Properties of a finite field extension of degree 2.

We have $x^q=x$ for all $x\in F$ and $x^{q^2}=x$ for all $x\in K$. Since $q$ is a power of $p$ and $p$ is characteristic of $K$, hence $\sigma\colon y\mapsto y^q$ is an automorphism of the field $K$. Note that $\sigma$ fixes all the points of $F$, and it can not fix any point of $K\setminus F$ (otherwise, the polynomial $X^q-X$ will have more than $q$ roots).
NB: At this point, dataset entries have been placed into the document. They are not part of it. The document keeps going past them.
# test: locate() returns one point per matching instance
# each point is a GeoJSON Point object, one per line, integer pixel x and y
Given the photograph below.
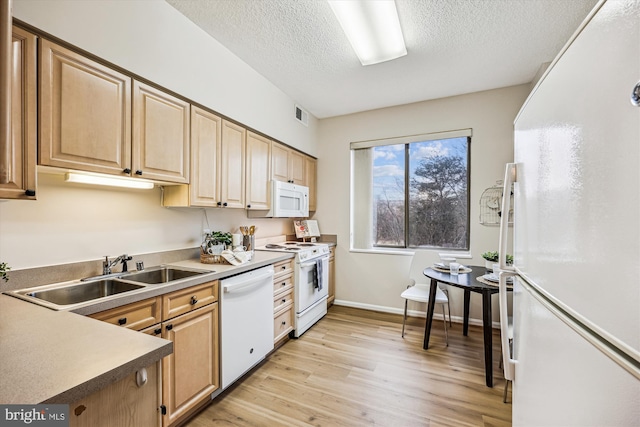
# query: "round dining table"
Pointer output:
{"type": "Point", "coordinates": [469, 283]}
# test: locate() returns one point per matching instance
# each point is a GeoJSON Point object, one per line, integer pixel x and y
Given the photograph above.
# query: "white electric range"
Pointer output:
{"type": "Point", "coordinates": [311, 281]}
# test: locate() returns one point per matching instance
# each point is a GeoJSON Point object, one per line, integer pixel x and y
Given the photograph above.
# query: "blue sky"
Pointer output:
{"type": "Point", "coordinates": [388, 163]}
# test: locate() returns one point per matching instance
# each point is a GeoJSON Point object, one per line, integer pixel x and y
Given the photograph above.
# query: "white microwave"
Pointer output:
{"type": "Point", "coordinates": [287, 201]}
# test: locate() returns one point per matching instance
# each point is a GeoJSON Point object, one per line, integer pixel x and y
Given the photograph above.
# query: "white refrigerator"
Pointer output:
{"type": "Point", "coordinates": [576, 236]}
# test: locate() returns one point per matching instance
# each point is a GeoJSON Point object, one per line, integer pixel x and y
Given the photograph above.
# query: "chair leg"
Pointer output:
{"type": "Point", "coordinates": [404, 318]}
{"type": "Point", "coordinates": [446, 332]}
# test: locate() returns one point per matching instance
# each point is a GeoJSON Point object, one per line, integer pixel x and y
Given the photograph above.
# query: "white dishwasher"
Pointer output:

Now, $\sigma(\beta^{q+1})=\beta^{q(q+1)}=\beta^{q^2}\beta^{q}=\beta\beta^q=\beta^{q+1}$, thus $\beta^{q+1}$ is a fixed point of $\sigma$, it must be inside $F$, thats what you expected.

Here is the first part:

Let $\beta\in K$. We can assume that $\beta\ne0$ because $0^{1+q}=0\in F$.

If $\beta\ne0$, then, by Lagrange's theorem, we have $(\beta^{q+1})^{q-1}=\beta^{q^2-1}=1$.

Now, the roots of $x^{q-1}-1$ in $K$ are exactly the non-zero elements of $F$.

Therefore, $\beta^{q+1} \in F$.

For the second part:

The map $\beta \mapsto \beta^{q+1}$ is a group homomorphism $K^\times \to F^\times$. (The codomain is right by the first part.)

Its kernel are the roots of $x^{q+1}=1$. Since $K^\times$ is cyclic and $q+1$ divides $q^2-1$, the kernel is a subgroup of order $q+1$. Therefore, the image has order $(q^2-1)/(q+1)=q-1$, which is the order of $F^\times$. Thus, the map is surjective.